Dr. Dobb's Journal July 2006
It's one of the oldest debates in computing: Should we teach bottom-up or top-down? Should students start with bits and gates, and then move on to assembler, C, and high-level languages, so that they understand what's going on inside the box? Or should we put the power into their hands on Day One, then peel away the mystery one layer at a time to connect their interpreted, garbage-collected, concurrent, object-oriented language to the metal that makes it live?
Noam Nisan and Shimon Schocken
MIT Press, 2005; 368 pp.; $50.00; ISBN 026214087X
In practice, most schools—even the best ones—do neither. Most students graduate today without a clear understanding of how the code they write actually works. The reason is that modern architectures are much more complex than those of the early 1980s. Back then, there was a 16-bit processor, 64K of RAM, keyboard, screen, and disk. Today, the processor itself has more components than that, including multiple speculative pipelines and two levels of on-chip cache. There are over a dozen distinct layers between the x+=2; in your Java code and the instructions that make it happen. It's no wonder students can't figure it all out in four years.
Noam Nisan and Shimon Schocken's The Elements of Computing Systems is a valiant attempt to return us to our roots. Its subtitle is "Building a Modern Computer from First Principles," and that's exactly what it does. The authors begin with Boolean logic; successive chapters cover logic gates, machine language, computer architecture, the design of a simple virtual machine and a high-level language to run on it, a bare-bones compiler, and finally a little operating system. At each stage, you are shown how to build part of the next layer, and then asked to build the rest. Exercises are done using a set of simulators and visualization tools that come with the book (which can also be downloaded from the authors' web site).

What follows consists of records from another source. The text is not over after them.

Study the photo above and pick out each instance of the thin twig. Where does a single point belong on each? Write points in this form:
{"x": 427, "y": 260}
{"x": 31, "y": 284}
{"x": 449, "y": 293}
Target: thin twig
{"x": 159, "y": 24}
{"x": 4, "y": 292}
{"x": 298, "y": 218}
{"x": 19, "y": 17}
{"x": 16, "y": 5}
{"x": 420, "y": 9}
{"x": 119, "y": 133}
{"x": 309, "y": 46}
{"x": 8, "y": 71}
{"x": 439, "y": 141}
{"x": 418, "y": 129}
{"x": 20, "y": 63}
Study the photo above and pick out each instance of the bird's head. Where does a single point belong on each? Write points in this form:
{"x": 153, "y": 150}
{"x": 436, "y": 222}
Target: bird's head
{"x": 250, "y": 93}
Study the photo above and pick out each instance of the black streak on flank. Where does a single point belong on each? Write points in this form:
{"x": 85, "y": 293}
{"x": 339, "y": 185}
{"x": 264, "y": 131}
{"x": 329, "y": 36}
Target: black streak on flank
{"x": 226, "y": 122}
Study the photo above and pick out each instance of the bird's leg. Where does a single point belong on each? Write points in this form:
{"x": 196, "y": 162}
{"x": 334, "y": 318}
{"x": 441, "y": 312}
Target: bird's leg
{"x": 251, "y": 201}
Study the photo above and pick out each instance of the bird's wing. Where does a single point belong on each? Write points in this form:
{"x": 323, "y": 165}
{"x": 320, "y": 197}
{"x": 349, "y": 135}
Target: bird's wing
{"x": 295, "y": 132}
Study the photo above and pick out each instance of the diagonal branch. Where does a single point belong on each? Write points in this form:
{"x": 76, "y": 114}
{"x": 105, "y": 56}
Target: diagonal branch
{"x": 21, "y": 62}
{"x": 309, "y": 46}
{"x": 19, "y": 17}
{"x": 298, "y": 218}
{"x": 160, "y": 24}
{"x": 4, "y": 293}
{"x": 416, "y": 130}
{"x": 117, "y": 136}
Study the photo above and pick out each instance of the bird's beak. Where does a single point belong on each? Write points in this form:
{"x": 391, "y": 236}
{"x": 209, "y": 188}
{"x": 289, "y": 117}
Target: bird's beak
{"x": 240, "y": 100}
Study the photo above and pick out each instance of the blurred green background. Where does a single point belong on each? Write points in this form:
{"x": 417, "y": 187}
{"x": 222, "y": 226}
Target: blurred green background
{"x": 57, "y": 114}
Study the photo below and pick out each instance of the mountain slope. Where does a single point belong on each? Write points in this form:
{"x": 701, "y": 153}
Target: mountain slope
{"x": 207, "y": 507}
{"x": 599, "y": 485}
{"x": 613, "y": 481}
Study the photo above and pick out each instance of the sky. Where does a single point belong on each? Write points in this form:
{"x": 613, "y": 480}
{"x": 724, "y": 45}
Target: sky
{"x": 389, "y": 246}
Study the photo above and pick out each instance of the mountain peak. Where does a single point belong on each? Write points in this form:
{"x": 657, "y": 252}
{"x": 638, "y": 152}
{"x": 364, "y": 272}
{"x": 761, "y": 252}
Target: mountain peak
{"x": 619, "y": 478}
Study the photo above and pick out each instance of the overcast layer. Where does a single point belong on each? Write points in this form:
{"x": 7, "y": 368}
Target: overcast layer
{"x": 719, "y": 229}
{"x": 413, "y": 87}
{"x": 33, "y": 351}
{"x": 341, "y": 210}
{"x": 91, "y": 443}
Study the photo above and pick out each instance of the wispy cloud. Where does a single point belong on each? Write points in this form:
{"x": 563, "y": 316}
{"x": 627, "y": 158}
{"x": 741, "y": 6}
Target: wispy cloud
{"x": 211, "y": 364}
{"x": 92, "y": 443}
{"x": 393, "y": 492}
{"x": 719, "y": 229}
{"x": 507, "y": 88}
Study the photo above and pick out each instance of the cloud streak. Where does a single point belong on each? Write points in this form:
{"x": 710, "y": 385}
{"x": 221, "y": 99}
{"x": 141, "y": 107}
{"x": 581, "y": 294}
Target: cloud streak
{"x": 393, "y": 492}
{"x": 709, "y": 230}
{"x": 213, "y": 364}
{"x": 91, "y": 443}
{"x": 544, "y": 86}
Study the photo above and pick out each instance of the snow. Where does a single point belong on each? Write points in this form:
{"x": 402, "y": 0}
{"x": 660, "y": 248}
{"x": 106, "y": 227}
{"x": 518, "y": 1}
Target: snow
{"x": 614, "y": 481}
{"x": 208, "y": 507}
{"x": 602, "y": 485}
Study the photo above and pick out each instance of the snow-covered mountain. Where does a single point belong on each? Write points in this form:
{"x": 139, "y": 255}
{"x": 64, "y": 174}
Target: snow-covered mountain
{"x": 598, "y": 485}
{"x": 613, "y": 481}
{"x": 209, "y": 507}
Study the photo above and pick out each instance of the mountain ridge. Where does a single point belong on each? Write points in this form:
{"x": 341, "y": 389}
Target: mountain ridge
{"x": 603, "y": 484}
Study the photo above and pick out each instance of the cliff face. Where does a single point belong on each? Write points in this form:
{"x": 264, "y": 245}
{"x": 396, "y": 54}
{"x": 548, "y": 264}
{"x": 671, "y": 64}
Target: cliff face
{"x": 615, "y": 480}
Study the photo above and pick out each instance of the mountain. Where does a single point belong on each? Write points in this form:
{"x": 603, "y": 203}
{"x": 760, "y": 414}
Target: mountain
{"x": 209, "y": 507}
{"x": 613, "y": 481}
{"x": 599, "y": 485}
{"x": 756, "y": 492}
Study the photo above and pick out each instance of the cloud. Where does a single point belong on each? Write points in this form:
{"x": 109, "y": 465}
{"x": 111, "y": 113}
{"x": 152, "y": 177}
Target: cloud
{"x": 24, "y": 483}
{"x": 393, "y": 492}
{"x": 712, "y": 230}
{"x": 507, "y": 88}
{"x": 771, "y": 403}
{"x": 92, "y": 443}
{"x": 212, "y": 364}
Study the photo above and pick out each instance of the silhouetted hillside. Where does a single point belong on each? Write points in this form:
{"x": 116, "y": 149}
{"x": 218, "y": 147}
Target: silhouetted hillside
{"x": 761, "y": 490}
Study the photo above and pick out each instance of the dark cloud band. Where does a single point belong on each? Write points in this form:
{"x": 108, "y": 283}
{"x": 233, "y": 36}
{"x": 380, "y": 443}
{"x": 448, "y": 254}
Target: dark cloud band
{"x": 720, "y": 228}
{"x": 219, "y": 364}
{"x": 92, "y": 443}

Does it work? I don't know. It certainly worked for who I am today, and I'd like to think my 19-year-old self would have been able to keep up, but I could be flattering myself. It's a lot of ground to cover: The exercises are not small, and students would have to assimilate several Very Big Ideas to get through them. I'd be interested in hearing from anyone who's used it, either as an instructor or as a student.
John P. Flynt and Omar Salem
Course Technology PTR, 2004; 904 pp.; $59.99; ISBN 1592001556
John Flynt and Omar Salem's Software Engineering for Game Developers is superficially a very different book, but as Terry Pratchett once wrote, where people stand is less important than which way they face. Gaming is one of the few sectors in which consumers demand the same level of quality from software that they do from hardware: With thousands of alternatives to choose from, they can and do treat programs that crash or lose data with the disdain they deserve. As a result, quality standards are often more stringent than they are in the commercial arena.
Between them, Flynt and Salem have spent more than 40 years building complex systems, and teaching others how to do so. They are firm believers in Big Design Up Front (BDUF): The second chapter of their book covers requirements analysis, while the third introduces UML. Later chapters discuss reuse, risk analysis, configuration management, testing, documentation, and all the other things that every successful project I've ever seen has relied on.
But "discuss" is the wrong word—"prescribe" would be better. This book is not a smorgasbord of compare and contrast. Its authors clearly believe there's a right way to get things built, and that your choices as a developer are adoption or failure. Practitioners of Extreme Programming and other forms of code-worship will disagree, but as Flynt and Salem point out, you have to know what the game's going to contain well in advance of its release to do the artwork, music, and marketing. "We'll make it up as we go along" simply isn't an option in gaming; with luck, and with books like this one, perhaps it will stop being common practice in the rest of the industry.